Native American-owned craft breweries are growing in numbers and influence. Producing lines of juicy IPAs and hearty stout beers, Native breweries combine the traditions of America’s Indigenous populations with the themes of 21st-century brewing.
In Oklahoma City, Skydance Brewing has been carving out its niche in the Midwest. It has a two-fold mission: to provide customers with an enriching experience and educate them about Native relationships with alcoholic beverage production.
Skydance was born out of an idea from Jake Keyes, a member of the Iowa Tribe. It got its start in 2018 and was a member of a beer co-op. Learning brewing from his father, the brewery opened its independent taproom and production space in 2021 following a nearly $1 million investment. It recently celebrated its one-year anniversary.
Now, Skydance boasts a bustling nightlife scene, and consumers can find its beers in Walmarts across Oklahoma.
With the IPA craze taking America by storm, a Native-themed version was a brilliant way to attract customers. This type of growth is a testament to the work ethic and product Keyes is creating.
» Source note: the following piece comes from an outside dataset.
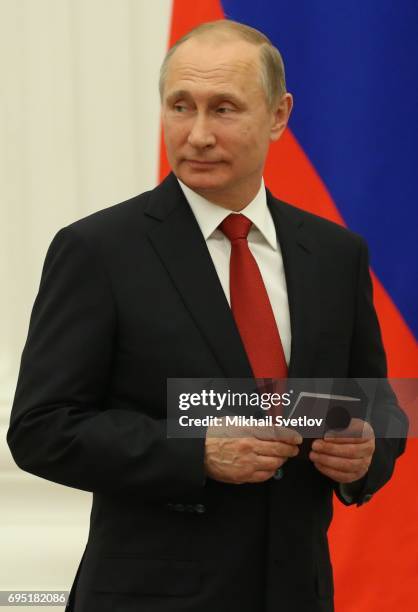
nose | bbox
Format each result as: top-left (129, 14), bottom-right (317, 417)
top-left (187, 113), bottom-right (216, 149)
“Over time, I realized you have to brew what you like. If you brew beer you actually want to drink, it ends up showing in the product,” Keyes said about his brewery’s early success.
The brewery utilizes sustainable practices, reusing heated water in the brewing process. “About 500 gallons of that is used to run through our heat exchanger to cool the wort down, and then it gets returned to another tank to heat and use for the next batch,” Keyes explained via email.
Keyes gets his ingredients from all over North America and even from abroad. “We source ingredients from a couple [of] different distributors who carry barley, wheat, and other types of grains from all over the world, including North America and Germany. We do the same with our hops,” he said.
Keyes is part of a small-but-growing community of Native American-owned breweries in the U.S. Currently, only 0.4% of craft breweries are owned by Indigenous people or Alaska Natives. Skydance isn’t deterred, though, as it continues to use its heritage as a tool to tell the story of Native Americans’ complex, historical relationship with alcoholic beverages.
That goes beyond including Indigenous art in labels: artwork, photos, and apparel from the Iowa Tribe line the brewery’s walls. Even the company’s logo contains two eagle feathers, a symbol of dignity among many Native tribes.
“I think our customers have loved it. They are seeing some things in our taproom or on label art that they just don’t get at any other brewery,” Keyes told Consensus regarding customer reactions to these Native artwork incorporations. “Most of our Native followers have expressed pride in what we are doing.”
Native Americans’ relationship with alcohol in the U.S. is riddled with stereotypes. They were barred from even purchasing alcohol until 1953. They have battled misinformation and racism, but the connection with alcohol has been a continual talking point.
Beer is often assumed to be a European export to America during colonialism. However, Native Americans had been brewing a corn-based alcoholic beverage for centuries before the first English settlers arrived.
The Tiswin beer (or wine) was popular amongst the Apache in Arizona, and the Incans of South America also had Chicha beer.
Native American brewing is about more than understanding the relationships between alcohol and Indigenous Tribes. It’s also about fostering a sense of entrepreneurship among Native people and Tribal business is booming.
Skydance is one of a few Native-owned breweries that have opened up in the past few years, including Bow & Arrow in New Mexico, Rincon in California, and 7 Clans in North Carolina. They are writing their new history while creating beverage lines with Native heritage in mind.
“You can never count on somebody else to tell your story for you,” Keyes stressed. “If you want it told right, you’ve got to tell it yourself.”